I’m not high.
Now I know that a lot of my “fans” think that I eat crack for breakfast every day, or least those days that I sit in front a keyboard for this regular missive. But my usual drug is espresso and Cuban bachata. No, that’s not a powder. It’s music. Sorta.
But because I have Colorado tags on my car, I am guilty by association with a state that is now famous for what most of us don’t actually get time to enjoy very much: wacky weed.
In a chairlift at Loveland Basin last weekend, a place where mostly obsessed skiers and families hide from corporate ski-mania, I was asked three times if I either was high, got high or had any on me as soon as my chair-mates discovered I was the rare and current Colorado native.
One couple I shared the chair with were Chinese, visiting Loveland from their jobs in Dallas.
“Hell, yeah I’m high. This is Loveland. We’re at 11,000 feet right now.”
Elevation/marijuana jokes must be sort of idiomatic to the Chinese, because I got no laughs. Instead, I got questioned about where to get it, how much it costs and what it feels like to smoke dope.
Welcome to Colorado.
Another guy told me he was from Utah and figured that since I was a skier and since I didn’t wear a helmet and I was smiling and was from Denver, it didn’t hurt to ask. “I hope I didn’t offend you,” he said talking faster than I thought people from Utah even could. They’re so polite when they’re looking to be scofflaws. He was really disappointed when I told him he had to wait until Jan. 1 to legally score kush, and, no, I just smile like this all the time when I ski. It’s congenital. Sorry. But if you stand still in those trees over there for any time at all, you’ll draw a crowd. Got a lighter?
A third guy from Kansas I rode up with wasted no time. “You from here? Can you get me high?” I offered an uplifting story about the likelihood of a long winter, but he wasn’t impressed. I pointed him to the spot in the trees.
It’s not just the slopes where folks are driven to pop the question. My pals across the country, through all the usual digital devices, somehow seem to be interested in my sinsemilla humor.
I don’t hide the fact that when I was younger, and sans child, I had a great time dabbling in drugs.

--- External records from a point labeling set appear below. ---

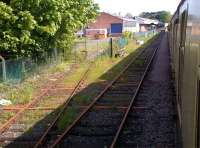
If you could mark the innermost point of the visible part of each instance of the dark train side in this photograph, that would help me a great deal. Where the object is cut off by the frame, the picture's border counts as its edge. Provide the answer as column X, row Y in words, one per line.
column 184, row 34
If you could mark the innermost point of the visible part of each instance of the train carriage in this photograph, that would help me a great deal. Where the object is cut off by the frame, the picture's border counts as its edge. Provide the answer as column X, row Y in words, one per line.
column 185, row 51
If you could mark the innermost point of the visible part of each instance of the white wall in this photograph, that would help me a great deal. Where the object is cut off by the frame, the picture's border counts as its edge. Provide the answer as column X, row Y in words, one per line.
column 135, row 27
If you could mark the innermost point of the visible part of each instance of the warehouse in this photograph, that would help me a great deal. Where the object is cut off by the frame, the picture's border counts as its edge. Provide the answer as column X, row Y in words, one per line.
column 110, row 25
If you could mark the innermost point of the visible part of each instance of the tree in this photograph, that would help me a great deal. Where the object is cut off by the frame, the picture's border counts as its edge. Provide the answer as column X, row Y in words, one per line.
column 35, row 26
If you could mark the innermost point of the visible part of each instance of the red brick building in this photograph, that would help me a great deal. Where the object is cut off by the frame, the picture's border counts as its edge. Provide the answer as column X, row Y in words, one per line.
column 105, row 24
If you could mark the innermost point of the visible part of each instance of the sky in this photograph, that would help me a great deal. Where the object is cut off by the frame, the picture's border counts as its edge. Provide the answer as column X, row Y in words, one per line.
column 135, row 7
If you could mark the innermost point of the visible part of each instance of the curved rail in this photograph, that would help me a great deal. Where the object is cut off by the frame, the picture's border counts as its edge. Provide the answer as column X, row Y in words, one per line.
column 132, row 101
column 67, row 130
column 39, row 143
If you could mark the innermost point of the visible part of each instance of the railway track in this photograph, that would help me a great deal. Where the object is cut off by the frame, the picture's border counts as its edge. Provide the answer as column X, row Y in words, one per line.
column 98, row 124
column 12, row 128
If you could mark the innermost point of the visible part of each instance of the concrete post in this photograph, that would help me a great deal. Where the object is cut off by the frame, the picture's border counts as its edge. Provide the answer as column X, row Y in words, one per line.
column 3, row 67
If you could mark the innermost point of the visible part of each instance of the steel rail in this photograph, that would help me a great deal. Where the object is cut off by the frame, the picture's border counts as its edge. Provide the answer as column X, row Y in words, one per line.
column 20, row 112
column 68, row 129
column 68, row 100
column 132, row 101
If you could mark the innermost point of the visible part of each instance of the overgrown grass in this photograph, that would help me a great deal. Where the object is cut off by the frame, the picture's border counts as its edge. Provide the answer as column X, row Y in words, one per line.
column 68, row 117
column 4, row 116
column 24, row 92
column 103, row 70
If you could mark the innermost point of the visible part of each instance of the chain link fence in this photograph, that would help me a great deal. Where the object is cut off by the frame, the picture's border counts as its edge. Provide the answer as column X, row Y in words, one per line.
column 17, row 70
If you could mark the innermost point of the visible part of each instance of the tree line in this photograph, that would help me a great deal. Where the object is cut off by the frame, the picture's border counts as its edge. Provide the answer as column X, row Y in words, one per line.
column 31, row 27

I not only inhaled, I chopped, snorted, chewed and drank my way through the hellacious 70s and 80s. For a reason I really don’t understand, I lost interest in it all about the same time I had to get a real job and a car that started. Coincidentally, so did most of my friends.
I’m interested all over again now. Not that I’m just dying to return to the days of fashioning pot pipes out of potatoes and toilet paper rolls. But clearly, everybody, and I mean everybody, is keenly interested in what we’re about to do here in Colorado, and I want to cash in.

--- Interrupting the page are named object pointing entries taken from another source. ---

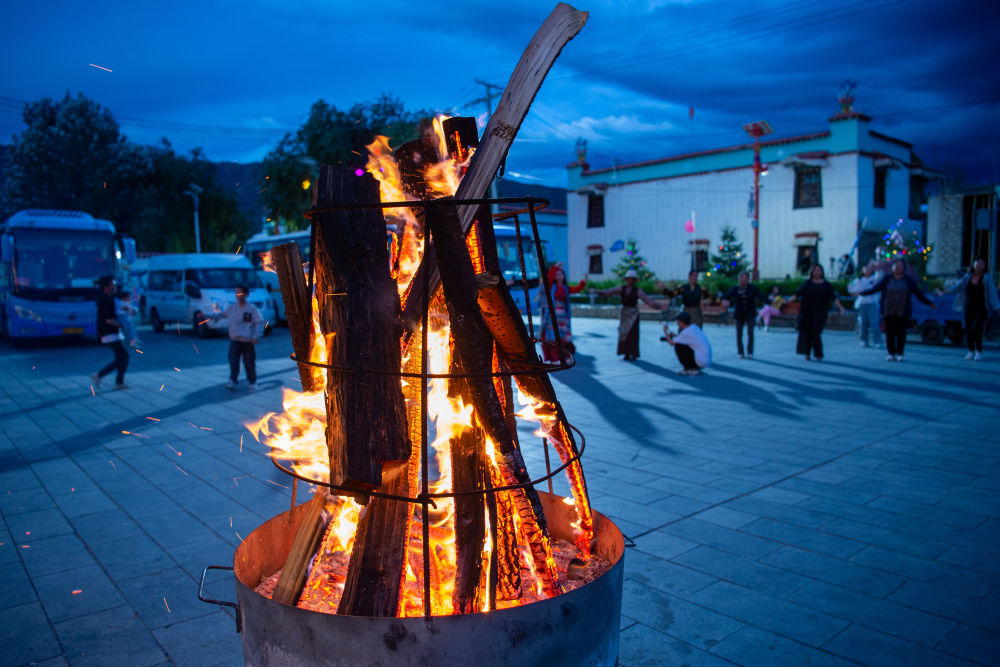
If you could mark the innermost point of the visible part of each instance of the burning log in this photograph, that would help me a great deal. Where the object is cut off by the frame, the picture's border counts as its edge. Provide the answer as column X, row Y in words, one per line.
column 307, row 542
column 298, row 309
column 378, row 559
column 474, row 346
column 559, row 28
column 507, row 328
column 359, row 306
column 469, row 470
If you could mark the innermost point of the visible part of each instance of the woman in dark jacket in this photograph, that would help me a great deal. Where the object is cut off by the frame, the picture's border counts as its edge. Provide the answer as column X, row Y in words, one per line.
column 815, row 295
column 896, row 288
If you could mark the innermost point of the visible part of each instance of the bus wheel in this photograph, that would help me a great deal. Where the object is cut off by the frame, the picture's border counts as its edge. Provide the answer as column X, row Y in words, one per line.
column 200, row 330
column 931, row 333
column 155, row 321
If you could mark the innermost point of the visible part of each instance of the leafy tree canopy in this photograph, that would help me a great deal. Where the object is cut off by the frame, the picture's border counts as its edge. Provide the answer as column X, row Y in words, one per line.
column 330, row 136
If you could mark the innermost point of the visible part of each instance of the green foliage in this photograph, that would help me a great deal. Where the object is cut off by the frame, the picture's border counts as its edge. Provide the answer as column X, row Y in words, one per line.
column 730, row 260
column 64, row 158
column 633, row 260
column 73, row 156
column 330, row 136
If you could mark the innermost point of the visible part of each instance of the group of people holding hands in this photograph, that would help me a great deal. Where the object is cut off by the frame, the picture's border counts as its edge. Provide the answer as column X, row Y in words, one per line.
column 883, row 295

Now the easiest thing to do would be to just sell joints for like $20 each on the chairlift. Please don’t call. I know it’s illegal.
My plan is much more Machiavellian than that. There’s no doubt that Colorado is going to light up like a squirrel on a transformer come Jan. 1, when pot shops across the state open their doors to you and yours.
Me? I’m gonna be the guy with a backpack full of Taco Bell Burrito Supremes on Lift 8. Ten bucks, dude. Fifteen if you want extra sour cream. No? Not your thing? I got Reese’s Peanut Butter Cups, the minis. Five bucks each. How about some Little Debbies, pal? The tiny pecan pies? Ten clams each.
Same thing in my own neighborhood, where the mild middle class is just itching to fire up the ol’ Toker II after all these years.
Knock. Knock.
“Who’s there?”
Duhbessed Dude.
“Duhbessed Dude?”
Duhbessed bacon-fried-chicken-cream cheese pizza you ever ate in your entire life, dude, hot and waiting for you right here on your front porch. Only $75, and I take Visa. Open the door and your squinty red eyes, ‘cause I got original formula Coke for only $10 a can.
Fire ‘em up, Colorado. Unlike those who never partook or forgot what it’s like, I know there’s no worry about tokin’ and driving after New Years Day, because you won’t be leaving your house or even the chairlift. And if you’d like to sink your teeth into this slightly warmed extra-large Snickers Bar, text me. For $40, I’ll be right there.